In the midst of figuring things out without Tim Duncan. Soobum Im-USA TODAY Sports

Boy, am I glad I sent my 5-year old to bed before the second half of this game started. It was a burn-the-tape affair Monday night in San Antonio, where a healthy Spurs squad “won” a race to the bottom, 94-90, against a less-than-healthy Heat squad playing without Chris Bosh, bench totem Udonis Haslem, and starting point guard and old Spurs killer Goran Dragic. Josh Richardson started in Dragic’s place alongside more recently-minted Spurs Killer, Dion “There’s an Elbow in my Soup” Waiters.

On a night in the NBA when losing teams put up scores of 69 and 77, the shorthanded Heat’s 90 almost qualified as a victory. Throw in separate in-game collisions that knocked out the Spurs’ Dewayne Dedmon (sprained knee) and Danny Green (knee to the Brussels sprouts) and gave Pau Gasol a hyperextended neck, and the postmortem might actually show advantage Miami from a healthy personnel standpoint. In terms of the game being a healthy watch, I’m sorry to report that we have all been stricken with bubonic plague.

Viewed in a vacuum, this was the type of game only a very committed masochist or fan of 90s Heat could love (just sub in Alonzo Mourning for Hassan Whiteside and have Dedmon drag Erik Spoelstra around on his bum leg). Within the context of the first three weeks of the season, the Spurs’ eighth victory encapsulates the inconsistency of effort and quality of play which has made each game something of an adventure thus far. Follow pro sports for any length of time, and you’ll find such inconsistency tends breeds an atmosphere of overreaction among us hoi polloi. After the Warriors win it felt as if the Spurs would treat the entire season like a 3-1 series deficit, bulldozing their way into a post-Tim future. Then they lost three straight games and the South Texas sky began to accelerate rapido toward the tops of everyone’s heads.

1 A.D. (After Duncan) was always going to be hard. 1 A.D. is about a continual process of discovery. In 1 A.D., Kawhi Leonard (24 pts on 19 shots with 12 rebounds) has to figure out how to play elite D with one hand and sustain a Kobe-like usage rate on the other.
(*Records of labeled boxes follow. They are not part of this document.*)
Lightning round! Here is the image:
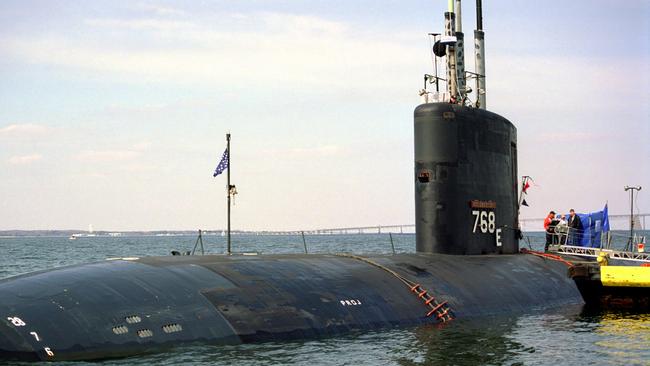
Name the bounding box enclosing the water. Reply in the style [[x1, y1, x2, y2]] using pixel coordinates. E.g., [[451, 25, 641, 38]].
[[0, 233, 650, 366]]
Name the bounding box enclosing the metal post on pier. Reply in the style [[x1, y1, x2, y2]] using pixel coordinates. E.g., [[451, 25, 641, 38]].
[[625, 186, 641, 250]]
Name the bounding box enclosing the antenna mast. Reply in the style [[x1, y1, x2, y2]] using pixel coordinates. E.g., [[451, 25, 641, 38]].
[[474, 0, 486, 109]]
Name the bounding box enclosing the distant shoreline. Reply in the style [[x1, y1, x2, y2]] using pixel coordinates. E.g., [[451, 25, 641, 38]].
[[0, 230, 647, 239]]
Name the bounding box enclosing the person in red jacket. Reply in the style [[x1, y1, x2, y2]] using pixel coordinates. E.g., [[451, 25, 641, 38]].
[[544, 211, 555, 252]]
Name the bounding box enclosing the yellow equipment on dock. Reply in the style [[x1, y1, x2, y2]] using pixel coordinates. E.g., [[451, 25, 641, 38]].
[[598, 253, 650, 287]]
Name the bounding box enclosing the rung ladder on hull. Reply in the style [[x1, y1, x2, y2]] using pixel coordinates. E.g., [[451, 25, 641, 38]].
[[411, 283, 453, 322]]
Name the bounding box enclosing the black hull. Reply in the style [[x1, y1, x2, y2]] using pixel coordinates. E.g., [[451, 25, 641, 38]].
[[0, 254, 582, 360]]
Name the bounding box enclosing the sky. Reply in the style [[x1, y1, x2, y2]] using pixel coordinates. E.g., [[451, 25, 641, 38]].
[[0, 0, 650, 231]]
In 1 A.D., LaMarcus Aldridge (18 pts, all in the first half) has to get to the line when his jumper stops falling and teams are sending double teams. And Pau Gasol (12 points on 15 shots) has to figure out how to keep Pop’s finger off the Dedmon emergency switch or, I don’t know, just stay upright on the majority of plays. 30-something bigs aside, the Spurs are loaded with young athletes eager to carry the mantle. But in 1 A.D., it will take time figure out where this team’s spiritual center rests.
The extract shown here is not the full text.